Introduction to AI Safety, Ethics, and Society
The central bet Hendrycks makes in this book is that AI safety is not one problem but four, and that conflating them is why so much safety writing goes nowhere. The four: malicious use (people weaponizing AI), AI race dynamics (competitive pressure eroding safety standards), organizational accidents (complex sociotechnical failures), and rogue AI (systems pursuing goals humans didn't intend). Each cluster has different causes, different timelines, different solutions. Getting clear on which threat you're actually discussing is more than half the work, and this four-part taxonomy is the most useful thing the book gives you.

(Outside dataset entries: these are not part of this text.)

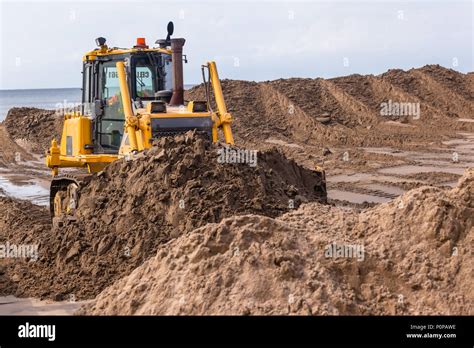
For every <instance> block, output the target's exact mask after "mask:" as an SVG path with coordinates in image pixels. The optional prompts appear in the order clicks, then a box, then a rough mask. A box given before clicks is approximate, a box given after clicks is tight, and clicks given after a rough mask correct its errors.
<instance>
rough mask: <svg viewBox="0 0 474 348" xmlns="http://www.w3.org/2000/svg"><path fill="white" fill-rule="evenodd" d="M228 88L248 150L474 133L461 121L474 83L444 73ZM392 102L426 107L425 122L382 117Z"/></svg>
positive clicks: (388, 72)
mask: <svg viewBox="0 0 474 348" xmlns="http://www.w3.org/2000/svg"><path fill="white" fill-rule="evenodd" d="M222 85H223V92H224V96H225V98H226V102H227V104H228V108H229V110H230V112H232V114H233V116H234V119H235V122H234V127H233V129H234V130H235V134H236V139H237V141H238V143H239V144H243V145H244V146H246V147H255V148H259V149H262V148H266V147H268V146H270V145H268V144H266V143H265V141H266V140H268V139H270V138H273V139H278V140H281V141H284V142H286V143H289V144H296V145H300V146H303V147H306V146H307V145H312V146H320V147H323V146H325V145H351V146H354V145H355V146H405V147H406V146H410V144H419V143H420V142H424V141H432V139H434V138H436V139H441V138H442V136H443V135H445V136H452V135H453V134H454V133H453V131H454V130H465V131H472V130H473V129H474V128H473V125H472V124H469V123H467V122H456V120H457V119H458V118H472V114H473V112H474V99H473V94H474V92H473V90H474V86H473V83H472V78H470V77H469V75H468V74H462V73H459V72H456V71H454V70H451V69H446V68H443V67H441V66H434V65H430V66H425V67H423V68H419V69H411V70H409V71H403V70H389V71H388V72H387V73H385V74H382V75H379V76H373V75H367V76H363V75H350V76H344V77H338V78H333V79H328V80H324V79H320V78H318V79H301V78H292V79H280V80H275V81H267V82H259V83H256V82H247V81H231V80H223V81H222ZM204 95H205V94H204V88H203V86H202V85H200V86H197V87H194V88H193V89H191V90H190V91H187V99H189V100H192V99H204V98H205V97H204ZM389 100H390V101H391V102H397V103H420V115H419V116H420V118H419V119H416V115H415V117H413V115H412V116H406V115H404V116H394V115H391V116H390V115H389V116H381V114H380V113H381V109H382V107H381V104H382V103H388V101H389ZM394 121H395V122H394ZM286 152H287V151H285V153H286ZM288 152H289V151H288ZM293 157H294V156H293Z"/></svg>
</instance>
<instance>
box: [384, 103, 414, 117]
mask: <svg viewBox="0 0 474 348" xmlns="http://www.w3.org/2000/svg"><path fill="white" fill-rule="evenodd" d="M380 115H382V116H413V119H414V120H418V119H419V118H420V103H410V102H394V101H392V100H390V99H389V100H388V101H387V102H383V103H381V104H380Z"/></svg>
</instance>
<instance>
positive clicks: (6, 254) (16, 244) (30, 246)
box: [0, 241, 38, 261]
mask: <svg viewBox="0 0 474 348" xmlns="http://www.w3.org/2000/svg"><path fill="white" fill-rule="evenodd" d="M7 258H15V259H21V258H22V259H30V260H33V261H36V260H38V245H37V244H18V245H17V244H11V243H10V242H8V241H7V242H6V243H5V244H2V243H0V259H7Z"/></svg>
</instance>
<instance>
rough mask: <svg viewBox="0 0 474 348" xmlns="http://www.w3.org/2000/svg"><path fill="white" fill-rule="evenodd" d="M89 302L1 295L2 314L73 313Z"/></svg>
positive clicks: (87, 301)
mask: <svg viewBox="0 0 474 348" xmlns="http://www.w3.org/2000/svg"><path fill="white" fill-rule="evenodd" d="M87 302H88V301H79V302H52V301H41V300H38V299H35V298H16V297H14V296H4V297H0V315H72V314H73V313H74V312H75V311H76V310H77V309H79V307H81V306H82V305H83V304H85V303H87Z"/></svg>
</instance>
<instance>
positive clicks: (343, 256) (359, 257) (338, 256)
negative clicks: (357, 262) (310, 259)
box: [324, 243, 365, 261]
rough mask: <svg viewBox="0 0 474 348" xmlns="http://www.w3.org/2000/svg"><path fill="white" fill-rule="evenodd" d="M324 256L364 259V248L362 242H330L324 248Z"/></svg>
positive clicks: (335, 258) (360, 260)
mask: <svg viewBox="0 0 474 348" xmlns="http://www.w3.org/2000/svg"><path fill="white" fill-rule="evenodd" d="M324 256H325V257H326V258H335V259H336V258H340V257H341V258H354V259H357V261H364V257H365V250H364V246H363V245H362V244H336V243H331V244H328V245H326V247H325V248H324Z"/></svg>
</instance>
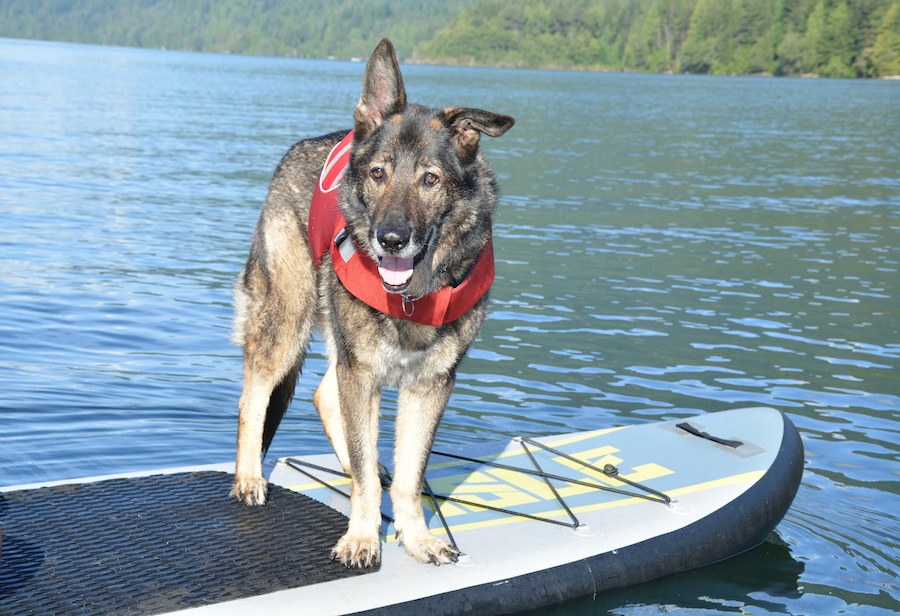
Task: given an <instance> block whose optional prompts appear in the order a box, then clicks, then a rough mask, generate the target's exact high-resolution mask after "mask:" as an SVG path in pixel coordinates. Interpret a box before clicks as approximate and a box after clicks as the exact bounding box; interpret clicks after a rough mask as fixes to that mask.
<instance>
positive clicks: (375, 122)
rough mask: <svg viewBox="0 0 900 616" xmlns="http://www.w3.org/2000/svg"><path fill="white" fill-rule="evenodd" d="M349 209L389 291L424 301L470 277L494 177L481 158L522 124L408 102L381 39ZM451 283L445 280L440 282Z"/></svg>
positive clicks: (389, 52) (366, 247) (366, 84)
mask: <svg viewBox="0 0 900 616" xmlns="http://www.w3.org/2000/svg"><path fill="white" fill-rule="evenodd" d="M354 119H355V135H354V142H353V155H352V158H351V163H350V169H349V171H348V173H349V174H350V180H351V181H349V182H345V183H344V187H345V188H344V195H343V199H342V202H343V203H342V209H343V211H344V215H345V217H346V218H347V222H348V224H349V226H350V228H351V230H352V232H353V235H354V239H355V240H356V242H357V244H358V245H359V246H360V247H361V248H362V249H363V250H365V251H366V252H367V253H368V254H369V256H370V257H372V258H373V259H374V260H375V261H376V263H378V264H379V268H378V271H379V273H380V274H381V280H382V284H383V285H384V288H385V289H386V290H388V291H390V292H392V293H403V294H405V295H410V296H416V295H423V294H425V293H428V292H430V291H432V290H434V289H435V288H436V287H437V286H440V285H441V284H446V281H447V280H449V281H451V282H452V281H454V277H457V278H456V280H457V281H458V280H459V278H458V277H464V276H465V271H467V268H468V267H471V265H472V263H473V262H474V259H475V258H476V257H477V256H478V253H479V251H480V250H481V247H483V246H484V244H485V242H486V240H487V238H488V237H489V234H490V224H491V215H492V213H493V210H494V207H495V203H496V196H495V194H494V190H493V175H492V172H491V171H490V168H489V167H488V166H487V164H486V163H485V162H484V160H483V158H481V156H480V154H479V152H478V140H479V138H480V136H481V134H482V133H483V134H486V135H489V136H491V137H498V136H500V135H502V134H503V133H505V132H506V131H507V130H509V129H510V128H511V127H512V125H513V124H514V123H515V120H514V119H513V118H511V117H509V116H504V115H499V114H495V113H491V112H488V111H482V110H480V109H465V108H460V107H450V108H444V109H429V108H426V107H422V106H419V105H408V104H407V103H406V91H405V89H404V87H403V78H402V77H401V75H400V67H399V65H398V63H397V57H396V55H395V53H394V48H393V46H392V45H391V43H390V41H388V40H387V39H385V40H383V41H382V42H381V43H380V44H379V45H378V47H377V48H376V49H375V52H374V53H373V54H372V57H371V58H370V59H369V63H368V65H367V66H366V71H365V76H364V77H363V86H362V93H361V95H360V99H359V104H358V105H357V107H356V112H355V113H354ZM442 279H444V282H442Z"/></svg>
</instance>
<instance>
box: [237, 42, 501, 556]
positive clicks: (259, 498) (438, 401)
mask: <svg viewBox="0 0 900 616" xmlns="http://www.w3.org/2000/svg"><path fill="white" fill-rule="evenodd" d="M354 120H355V131H356V133H355V136H354V144H353V145H354V147H353V154H352V158H351V161H350V167H349V169H348V172H347V175H346V176H345V179H344V182H343V185H342V187H341V197H340V207H341V210H342V212H343V213H344V215H345V217H346V220H347V223H348V227H349V229H350V230H351V233H352V237H353V239H354V240H355V242H356V244H357V246H358V247H359V248H360V249H361V250H362V251H364V252H365V253H367V254H368V255H369V256H370V257H372V258H373V259H374V260H375V261H376V262H379V261H381V262H382V263H384V261H382V259H395V260H397V259H405V260H407V262H409V260H410V259H411V258H412V257H415V266H414V268H413V270H412V275H411V277H410V278H409V279H408V280H407V281H405V282H401V283H399V284H398V281H397V280H396V279H393V280H392V283H393V284H388V282H384V286H385V288H386V289H387V290H388V291H390V292H396V293H404V294H405V295H407V296H410V297H417V296H419V295H421V294H424V293H428V292H430V291H434V290H436V289H439V288H441V287H443V286H446V285H455V284H458V283H459V282H460V281H462V280H463V279H464V278H465V277H466V274H467V273H468V272H469V270H470V268H471V267H472V265H473V263H474V262H475V260H476V258H477V257H478V255H479V254H480V252H481V250H482V248H483V247H484V245H485V243H486V242H487V240H488V238H489V237H490V232H491V216H492V214H493V212H494V208H495V206H496V201H497V198H496V194H495V189H494V176H493V173H492V171H491V168H490V166H489V165H488V164H487V162H486V161H485V159H484V157H483V156H482V155H481V154H480V152H479V151H478V140H479V137H480V136H481V134H486V135H490V136H499V135H502V134H503V133H505V132H506V131H507V130H508V129H509V128H510V127H512V125H513V123H514V120H513V119H512V118H510V117H508V116H502V115H498V114H494V113H490V112H487V111H481V110H478V109H463V108H459V107H450V108H444V109H429V108H426V107H421V106H418V105H408V104H407V103H406V93H405V90H404V87H403V80H402V77H401V75H400V70H399V66H398V64H397V59H396V56H395V54H394V49H393V47H392V45H391V43H390V41H388V40H387V39H385V40H384V41H382V42H381V43H380V44H379V46H378V47H377V49H376V50H375V51H374V53H373V54H372V57H371V58H370V60H369V63H368V65H367V66H366V71H365V76H364V78H363V87H362V93H361V95H360V100H359V103H358V105H357V108H356V111H355V113H354ZM344 134H345V133H334V134H331V135H326V136H323V137H319V138H316V139H310V140H306V141H301V142H300V143H297V144H296V145H294V146H293V147H292V148H291V149H290V151H288V153H287V154H286V155H285V157H284V158H283V159H282V161H281V163H280V164H279V165H278V168H277V170H276V171H275V175H274V177H273V178H272V181H271V183H270V186H269V194H268V197H267V199H266V203H265V205H264V207H263V209H262V213H261V215H260V218H259V222H258V223H257V226H256V230H255V231H254V234H253V241H252V246H251V249H250V256H249V258H248V259H247V264H246V266H245V267H244V269H243V270H242V272H241V274H240V275H239V277H238V279H237V281H236V283H235V289H234V291H235V311H236V316H235V341H236V342H237V343H238V344H239V345H240V346H242V347H243V349H244V383H243V385H244V389H243V393H242V395H241V398H240V401H239V404H238V406H239V410H240V419H239V425H238V448H237V463H236V474H235V482H234V488H233V490H232V495H233V496H234V497H235V498H237V499H238V500H240V501H243V502H245V503H247V504H249V505H262V504H264V503H265V501H266V486H267V484H266V481H265V480H264V479H263V477H262V469H261V454H262V453H263V452H264V451H265V450H267V449H268V447H269V444H270V443H271V440H272V437H273V435H274V433H275V430H276V429H277V427H278V424H279V422H280V421H281V418H282V416H283V415H284V412H285V410H286V408H287V406H288V404H289V403H290V400H291V397H292V396H293V392H294V386H295V384H296V381H297V377H298V375H299V373H300V369H301V367H302V365H303V360H304V356H305V352H306V348H307V344H308V342H309V339H310V335H311V333H312V331H313V328H314V327H318V328H319V329H320V330H321V331H322V333H323V336H324V338H325V341H326V345H327V349H328V357H329V361H328V370H327V372H326V374H325V376H324V378H323V379H322V382H321V384H320V385H319V386H318V388H317V389H316V392H315V395H314V397H313V400H314V403H315V406H316V409H317V410H318V412H319V415H320V417H321V419H322V423H323V425H324V427H325V432H326V433H327V435H328V438H329V440H330V441H331V444H332V446H333V447H334V450H335V452H336V453H337V456H338V458H339V460H340V463H341V465H342V466H343V467H344V470H345V471H346V472H348V473H349V474H350V475H351V476H352V480H353V481H352V490H351V499H350V510H351V514H350V523H349V526H348V529H347V533H346V534H345V535H344V536H343V537H342V538H341V539H340V541H338V543H337V545H335V547H334V549H333V551H332V558H334V559H339V560H340V561H342V562H343V563H344V564H345V565H347V566H348V567H349V566H356V567H364V566H370V565H371V564H373V563H376V562H378V560H379V559H380V542H379V532H380V527H381V517H380V512H379V506H380V501H381V489H382V488H381V483H380V481H379V473H378V459H377V449H376V443H377V438H378V418H379V404H380V399H381V390H382V387H384V386H388V387H396V388H398V389H399V397H398V409H397V421H396V443H395V452H394V476H393V481H392V483H391V488H390V492H391V499H392V502H393V506H394V517H395V520H396V522H395V525H396V528H397V533H398V535H399V536H400V538H401V540H402V543H403V545H404V546H405V548H406V550H407V551H408V552H409V553H410V554H411V555H412V556H413V557H415V558H416V559H417V560H419V561H421V562H425V563H427V562H432V563H435V564H442V563H449V562H453V561H455V560H456V558H457V556H458V554H457V552H456V550H455V549H454V548H453V547H451V546H450V545H449V544H448V543H446V542H445V541H443V540H441V539H438V538H436V537H433V536H432V535H431V534H430V532H429V531H428V528H427V526H426V523H425V518H424V515H423V512H422V506H421V501H420V490H421V485H422V478H423V473H424V468H425V463H426V461H427V458H428V452H429V450H430V447H431V444H432V442H433V440H434V434H435V431H436V429H437V425H438V422H439V421H440V419H441V415H442V414H443V412H444V408H445V406H446V404H447V400H448V398H449V397H450V392H451V390H452V388H453V384H454V379H455V372H456V367H457V365H458V364H459V362H460V359H461V358H462V356H463V354H464V353H465V352H466V350H467V349H468V348H469V345H470V344H471V343H472V341H473V340H474V338H475V336H476V334H477V333H478V331H479V328H480V327H481V324H482V322H483V321H484V318H485V314H486V311H487V303H486V302H487V298H486V296H485V297H484V298H482V299H481V300H480V301H479V302H478V303H477V304H476V305H475V306H474V308H472V309H471V310H470V311H469V312H467V313H466V314H464V315H463V316H462V317H461V318H459V319H457V320H456V321H454V322H452V323H449V324H446V325H444V326H441V327H431V326H425V325H419V324H416V323H413V322H411V321H406V320H402V319H398V318H395V317H391V316H387V315H385V314H382V313H379V312H377V311H375V310H374V309H372V308H370V307H369V306H367V305H365V304H363V303H362V302H360V301H359V300H357V299H356V298H355V297H353V296H352V295H350V293H349V292H348V291H347V290H346V289H345V288H344V287H343V286H342V284H341V282H340V281H339V280H338V278H337V276H336V275H335V273H334V270H333V268H332V266H331V262H330V257H329V256H327V255H326V257H325V260H324V261H323V263H322V265H321V267H319V268H318V269H317V268H316V267H315V265H314V264H313V260H312V257H311V254H310V248H309V242H308V239H307V223H308V218H309V206H310V200H311V197H312V193H313V187H314V186H315V182H316V181H317V178H318V175H319V172H320V171H321V169H322V165H323V164H324V161H325V158H326V157H327V155H328V153H329V151H330V150H331V148H332V147H333V146H334V145H335V144H336V143H337V142H338V141H339V140H340V139H341V138H342V137H343V135H344Z"/></svg>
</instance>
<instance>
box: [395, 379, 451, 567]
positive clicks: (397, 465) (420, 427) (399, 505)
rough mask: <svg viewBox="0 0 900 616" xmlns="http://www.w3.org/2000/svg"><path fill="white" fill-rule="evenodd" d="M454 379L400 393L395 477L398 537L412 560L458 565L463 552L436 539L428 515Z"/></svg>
mask: <svg viewBox="0 0 900 616" xmlns="http://www.w3.org/2000/svg"><path fill="white" fill-rule="evenodd" d="M453 381H454V379H453V377H452V376H449V375H448V376H446V377H444V379H443V382H441V381H440V380H434V381H428V382H419V383H415V384H412V385H407V386H405V387H403V388H402V389H401V390H400V397H399V404H398V410H397V426H396V429H397V442H396V443H395V445H394V479H393V482H392V483H391V502H392V503H393V505H394V526H395V528H396V529H397V536H398V538H399V539H400V540H401V541H402V542H403V546H404V547H405V548H406V551H407V552H409V554H410V556H412V557H413V558H415V559H416V560H418V561H419V562H422V563H434V564H435V565H445V564H448V563H452V562H456V560H457V559H458V557H459V551H458V550H457V549H456V548H454V547H453V546H451V545H450V544H449V543H447V542H446V541H444V540H442V539H438V538H437V537H434V536H432V534H431V532H430V531H429V530H428V525H427V524H426V522H425V515H424V513H423V511H422V498H421V495H422V480H423V478H424V477H425V465H426V464H427V463H428V455H429V453H430V452H431V445H432V443H433V442H434V434H435V432H436V431H437V426H438V423H439V422H440V421H441V416H442V415H443V414H444V408H445V407H446V405H447V401H448V400H449V398H450V392H451V391H452V390H453Z"/></svg>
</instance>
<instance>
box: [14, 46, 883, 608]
mask: <svg viewBox="0 0 900 616" xmlns="http://www.w3.org/2000/svg"><path fill="white" fill-rule="evenodd" d="M362 70H363V66H362V65H361V64H350V63H333V62H312V61H300V60H287V59H271V58H246V57H230V56H217V55H201V54H186V53H175V52H161V51H145V50H128V49H111V48H98V47H87V46H73V45H58V44H49V43H34V42H24V41H11V40H0V83H2V86H0V317H2V318H0V485H12V484H19V483H26V482H35V481H43V480H49V479H62V478H70V477H78V476H85V475H96V474H103V473H114V472H122V471H128V470H135V469H144V468H157V467H165V466H183V465H190V464H197V463H206V462H219V461H227V460H230V459H231V458H232V455H233V454H232V452H233V446H234V430H235V425H236V419H237V410H236V401H237V398H238V396H239V393H240V376H241V374H240V371H241V367H240V355H239V352H238V350H237V349H236V348H234V347H232V346H230V345H229V342H228V336H229V331H230V317H231V307H230V301H231V297H230V286H231V281H232V280H233V278H234V276H235V275H236V273H237V272H238V270H239V269H240V267H241V265H242V262H243V260H244V258H245V257H246V252H247V249H248V246H249V241H250V234H251V232H252V228H253V224H254V223H255V220H256V217H257V215H258V212H259V208H260V206H261V204H262V201H263V199H264V198H265V192H266V185H267V182H268V180H269V178H270V177H271V174H272V172H273V170H274V167H275V165H276V164H277V162H278V160H279V159H280V157H281V155H282V154H283V153H284V152H285V150H286V149H287V148H288V147H289V146H290V145H291V144H292V143H294V142H295V141H297V140H298V139H300V138H303V137H307V136H312V135H317V134H321V133H324V132H326V131H331V130H335V129H338V128H343V127H349V126H350V121H351V117H352V116H351V114H352V110H353V106H354V104H355V101H356V98H357V97H358V93H359V85H360V79H361V75H362ZM404 70H405V77H406V83H407V88H408V90H409V95H410V98H411V99H412V100H414V101H417V102H422V103H425V104H431V105H443V104H451V103H453V104H462V105H471V106H478V107H483V108H487V109H491V110H493V111H498V112H502V113H508V114H511V115H513V116H515V117H516V118H517V119H518V124H517V125H516V127H515V128H514V129H513V130H512V131H511V132H510V133H508V134H507V135H506V136H504V137H503V138H501V139H498V140H490V139H485V140H484V148H485V150H486V151H487V152H488V154H489V156H490V158H491V160H492V162H493V163H494V167H495V169H496V170H497V172H498V174H499V176H500V179H501V188H502V191H503V198H502V203H501V207H500V212H499V216H498V218H497V221H496V222H497V224H496V228H495V238H496V252H497V255H498V264H497V267H498V276H497V281H496V283H495V285H494V290H493V298H494V301H493V314H492V316H491V318H490V320H489V321H488V322H487V325H486V327H485V329H484V331H483V333H482V335H481V338H480V340H479V341H478V342H477V343H476V345H475V348H474V349H473V351H472V352H471V353H470V357H469V358H468V359H467V360H466V361H465V362H464V364H463V367H462V370H461V374H460V376H459V382H458V385H457V388H456V390H455V394H454V396H453V399H452V401H451V403H450V407H449V409H448V412H447V414H446V416H445V419H444V422H443V424H442V426H441V429H440V432H439V434H438V440H439V441H440V442H444V443H462V442H470V441H473V440H477V441H493V440H497V439H499V438H501V437H503V436H510V435H519V434H525V435H536V434H548V433H564V432H570V431H573V430H584V429H590V428H597V427H605V426H612V425H623V424H638V423H644V422H648V421H654V420H659V419H672V418H678V417H683V416H687V415H692V414H696V413H703V412H710V411H716V410H721V409H727V408H733V407H739V406H752V405H768V406H774V407H777V408H780V409H782V410H784V411H786V412H787V413H788V414H789V415H790V417H791V419H792V420H793V421H794V422H795V423H796V424H797V426H798V428H799V429H800V431H801V433H802V436H803V441H804V445H805V447H806V471H805V475H804V481H803V485H802V487H801V489H800V492H799V493H798V495H797V499H796V501H795V503H794V506H793V508H792V509H791V511H790V512H789V513H788V515H787V517H786V518H785V520H784V522H782V524H781V525H780V526H779V527H778V529H777V531H776V532H775V533H774V534H773V535H772V536H771V537H770V539H769V540H768V541H767V542H766V543H765V544H764V545H763V546H761V547H760V548H758V549H756V550H753V551H751V552H749V553H747V554H744V555H742V556H740V557H738V558H735V559H732V560H730V561H728V562H726V563H722V564H720V565H716V566H713V567H707V568H704V569H702V570H700V571H695V572H692V573H689V574H683V575H679V576H674V577H672V578H668V579H666V580H661V581H658V582H655V583H651V584H645V585H642V586H638V587H635V588H631V589H627V590H625V591H621V592H617V593H611V594H609V595H605V596H603V597H599V598H597V599H596V600H594V601H584V602H581V603H577V604H574V605H569V606H566V607H565V608H564V609H563V608H560V609H558V610H550V611H548V612H547V613H553V614H606V613H610V614H661V613H667V614H668V613H681V614H695V613H702V614H737V613H740V614H816V615H818V614H840V613H847V614H891V613H894V612H895V611H900V582H898V569H900V539H898V537H900V513H898V512H900V466H898V454H900V445H898V440H900V439H898V427H900V422H898V419H900V373H898V370H900V315H898V307H900V288H898V285H900V84H897V83H888V82H870V81H865V82H863V81H826V80H820V81H806V80H775V79H728V78H715V79H711V78H699V77H698V78H692V77H663V76H639V75H597V74H575V73H553V72H527V71H501V70H472V69H447V68H435V67H417V66H409V67H405V69H404ZM323 370H324V358H323V356H322V345H321V344H320V343H316V344H315V346H314V349H313V353H312V355H311V358H310V360H309V362H308V365H307V369H306V374H305V376H304V378H302V379H301V384H300V386H299V388H298V395H297V400H296V402H295V403H294V405H293V407H292V410H291V412H290V413H289V414H288V417H287V418H286V420H285V423H284V424H283V427H282V429H281V431H280V432H279V436H278V437H277V438H276V440H275V443H274V445H273V450H272V452H271V454H270V458H271V459H274V458H275V457H277V456H281V455H289V454H296V453H313V452H323V451H327V450H328V444H327V440H326V438H325V437H324V435H323V434H322V431H321V428H320V426H319V424H318V421H317V420H316V419H315V412H314V410H313V408H312V405H311V403H310V402H309V400H310V394H311V391H312V389H313V388H314V387H315V385H316V384H317V377H319V376H320V375H321V374H322V372H323ZM394 400H395V398H392V397H391V396H390V395H389V396H387V397H386V399H385V409H384V410H385V420H384V422H383V426H384V430H383V433H384V436H383V438H384V443H385V445H388V444H389V443H390V439H391V437H392V433H393V426H392V421H393V409H392V404H391V403H392V402H393V401H394Z"/></svg>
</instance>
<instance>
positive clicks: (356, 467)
mask: <svg viewBox="0 0 900 616" xmlns="http://www.w3.org/2000/svg"><path fill="white" fill-rule="evenodd" d="M335 376H336V377H337V383H338V393H339V400H340V409H341V420H342V424H343V429H344V435H345V437H346V443H347V451H348V457H349V462H350V470H351V473H350V475H351V476H352V478H353V483H352V485H351V490H350V523H349V524H348V525H347V532H346V533H345V534H344V536H343V537H341V538H340V540H339V541H338V542H337V544H336V545H335V546H334V548H333V549H332V551H331V558H332V560H340V561H341V562H342V563H343V564H344V565H345V566H347V567H369V566H371V565H373V564H375V563H377V562H378V561H379V560H381V539H380V534H381V481H380V479H379V473H378V446H377V445H378V414H379V406H380V403H381V388H380V385H379V384H378V383H376V381H375V379H374V377H373V375H372V372H371V369H370V368H368V367H365V366H362V365H360V364H359V363H356V362H354V364H353V365H352V366H350V365H347V364H344V363H338V364H337V365H336V367H335Z"/></svg>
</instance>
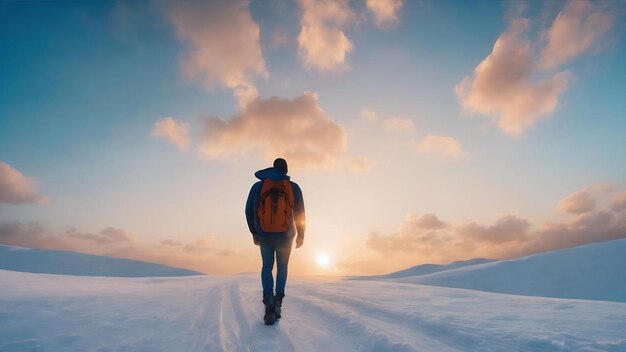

What separates this from most AI safety writing is Hendrycks' refusal to stay in one lane. He's a machine learning researcher who created MMLU and did foundational work on robustness and out-of-distribution detection, so when he writes about technical failure modes, he's not extrapolating from philosophy. The chapters on single-agent safety and safety engineering are the book's strongest. They apply real principles from aviation and nuclear risk management — Swiss cheese models, nines of reliability, tail event analysis — to the problem of deploying ML systems, which turns out to be a more productive frame than the alignment discourse typically reaches for. The collective action chapter is also genuinely good: it uses game theory to explain why AI safety is structurally similar to other coordination failures, which is a more honest framing than "smart people will figure it out."
Where it gets thinner is governance and machine ethics. These chapters are broader and more survey-like, spending time on ideas — moral uncertainty, social welfare functions, the economics of AI growth — that get introduced but not resolved. The book is designed as a university course textbook, and it shows in the later chapters. If you're a practitioner looking for actionable recommendations, you'll finish Chapter 8 with a solid map of the governance problem and no particular path through it. That's an honest limitation of the genre, not a flaw specific to this book.
The book is freely available at aisafetybook.com under an open-access license, which matters more than it might seem. Most of the serious AI safety discourse is siloed inside specific research communities; Hendrycks is making a genuine effort to lower the on-ramp. For a developer who thinks about AI professionally but has never read the alignment literature, this is the one book that actually earns its "introduction" label — covering technical foundations, safety engineering principles, game-theoretic complications, and governance challenges without assuming you already know which rabbit hole you're in. Whether the concerns about catastrophic risk ultimately prove warranted, the book at least makes those concerns legible in a way that almost nothing else in the field does.